Huckleberry (Huck para os amigos) é ignorante, vulgar, rebelde e supersticioso, rouba quando precisa sem problemas de consciência, mas é cheio de expedientes e corajoso, tem bom coração e é capaz até de ser generoso, desde que isso não faça com que o tomem por parvo. A jangada tem outro passageiro: Jim, um escravo em fuga, velho amigo de Huck, que tenta chegar aos Estados Livres, onde quer trabalhar para ganhar dinheiro e poder comprar a liberdade da sua mulher e dos seus dois filhos.
Huck e Jim atravessam inúmeras peripécias, encontros com malfeitores, tempestades e acidentes, perseguições e buscas, emboscadas e mortes, rixas e discussões, vendetas familiares, encontros com trapaceiros profissionais (que nem sempre conseguem fugir do alcatrão e das penas) e tudo o mais que se pode esperar de uma narrativa passada nos anos 1830 numa região que representava ainda a ideia de “fronteira” nos Estados Unidos de então.

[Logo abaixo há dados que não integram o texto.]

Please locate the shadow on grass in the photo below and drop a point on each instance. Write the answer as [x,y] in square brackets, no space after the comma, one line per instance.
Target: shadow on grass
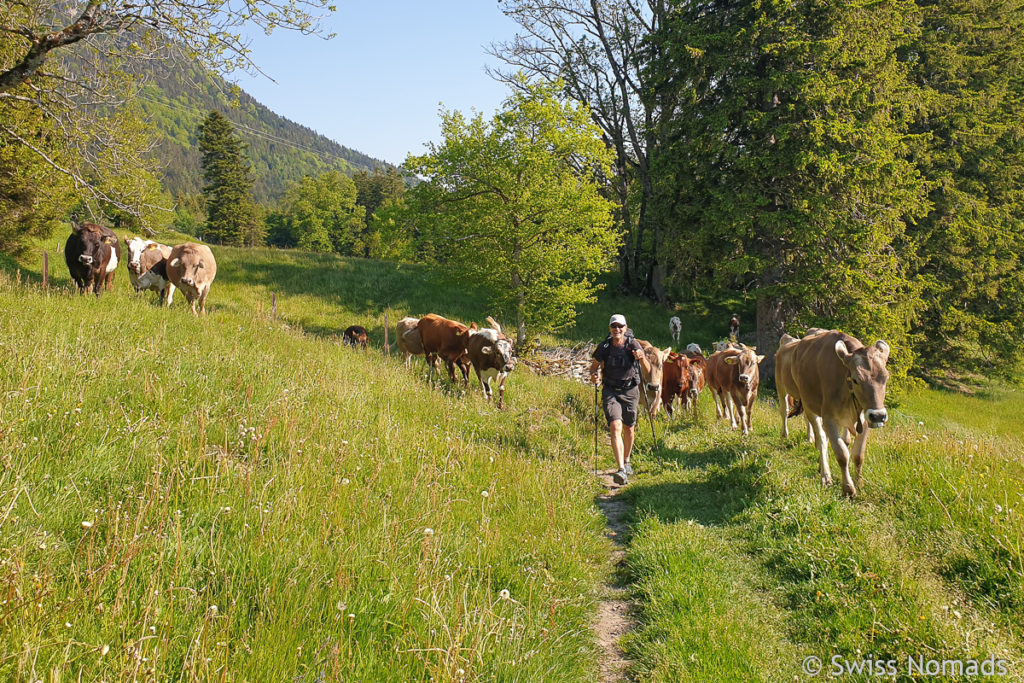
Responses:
[717,499]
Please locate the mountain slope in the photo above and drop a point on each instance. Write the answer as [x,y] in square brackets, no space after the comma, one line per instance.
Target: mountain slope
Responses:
[178,97]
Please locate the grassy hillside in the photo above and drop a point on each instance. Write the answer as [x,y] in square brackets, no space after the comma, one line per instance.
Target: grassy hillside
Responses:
[242,498]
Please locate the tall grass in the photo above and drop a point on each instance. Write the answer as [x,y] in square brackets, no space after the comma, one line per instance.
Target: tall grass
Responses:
[230,498]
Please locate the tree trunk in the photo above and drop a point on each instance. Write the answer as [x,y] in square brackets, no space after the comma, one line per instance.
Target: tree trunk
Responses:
[773,314]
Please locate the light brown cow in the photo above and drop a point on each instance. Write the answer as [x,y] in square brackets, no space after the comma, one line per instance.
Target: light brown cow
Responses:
[410,342]
[445,339]
[192,268]
[650,389]
[733,377]
[840,384]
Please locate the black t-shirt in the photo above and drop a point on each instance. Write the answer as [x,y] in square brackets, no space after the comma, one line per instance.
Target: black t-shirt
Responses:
[620,366]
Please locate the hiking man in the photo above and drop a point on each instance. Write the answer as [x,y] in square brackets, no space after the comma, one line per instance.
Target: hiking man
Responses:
[617,356]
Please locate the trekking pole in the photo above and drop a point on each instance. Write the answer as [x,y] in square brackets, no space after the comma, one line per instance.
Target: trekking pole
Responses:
[595,428]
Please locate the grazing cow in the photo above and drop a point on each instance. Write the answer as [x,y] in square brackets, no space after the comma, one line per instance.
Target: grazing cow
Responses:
[491,352]
[839,384]
[651,387]
[410,342]
[192,268]
[92,253]
[445,339]
[147,267]
[355,335]
[675,329]
[733,376]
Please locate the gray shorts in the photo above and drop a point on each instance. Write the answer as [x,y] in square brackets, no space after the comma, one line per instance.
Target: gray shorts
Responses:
[621,404]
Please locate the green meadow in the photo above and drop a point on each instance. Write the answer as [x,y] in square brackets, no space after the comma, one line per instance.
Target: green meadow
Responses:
[242,498]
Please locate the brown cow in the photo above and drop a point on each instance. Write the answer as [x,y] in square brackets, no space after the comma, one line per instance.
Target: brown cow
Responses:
[410,342]
[650,389]
[192,268]
[92,253]
[733,376]
[676,381]
[355,335]
[491,352]
[445,339]
[840,384]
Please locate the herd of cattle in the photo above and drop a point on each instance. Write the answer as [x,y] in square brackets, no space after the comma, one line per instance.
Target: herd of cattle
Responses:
[829,377]
[93,252]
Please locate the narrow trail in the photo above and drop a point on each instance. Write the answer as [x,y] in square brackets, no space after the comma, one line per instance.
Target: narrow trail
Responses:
[613,619]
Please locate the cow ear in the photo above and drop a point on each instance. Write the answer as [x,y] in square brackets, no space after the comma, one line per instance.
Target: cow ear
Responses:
[843,352]
[884,349]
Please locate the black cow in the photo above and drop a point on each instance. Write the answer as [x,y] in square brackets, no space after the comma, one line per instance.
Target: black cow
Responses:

“River book” ao estilo dos “road books”, “Huckleberry” é um fresco do Mississípi, uma colecção de episódios contada na primeira pessoa por Huck, vista através dos seus olhos e dos seus valores, o que o torna por vezes difícil de classificar.
Com Huckleberry ficamos a saber que só numa jangada nos podemos sentir “completamente livres, à-vontade e confortáveis” e aprendemos que dá azar falar de assassinatos, sacudir a toalha de mesa depois do sol posto, tocar numa pele de cobra, olhar para a Lua Nova por cima do ombro esquerdo ou não informar as abelhas de uma colmeia de que o seu proprietário morreu, caso isso aconteça. Mas também somos postos perante a ambiguidade do seu sentimento em relação à fuga de Jim, na qual colabora porque é seu amigo e conhece a sua lealdade, mas que considera moralmente errada já que Jim “é propriedade de Miss Watson”.
Mark Twain é quase sempre apresentado como humorista e é verdade que o humor ocupa um lugar central em todos os seus livros e na sua vida, mas “Huckleberry Finn” está longe de ser um livro humorístico, ainda que seja frequentemente divertido e possa mesmo provocar aqui e ali uma gargalhada.
Escrito por Mark Twain com a preocupação evidente de ser um “livro para rapazes”, o livro excedeu em muito essa classificação e ganhou um lugar permanente na galeria dos clássicos, continuando ainda hoje a ser objecto de uma apaixonada discussão crítica.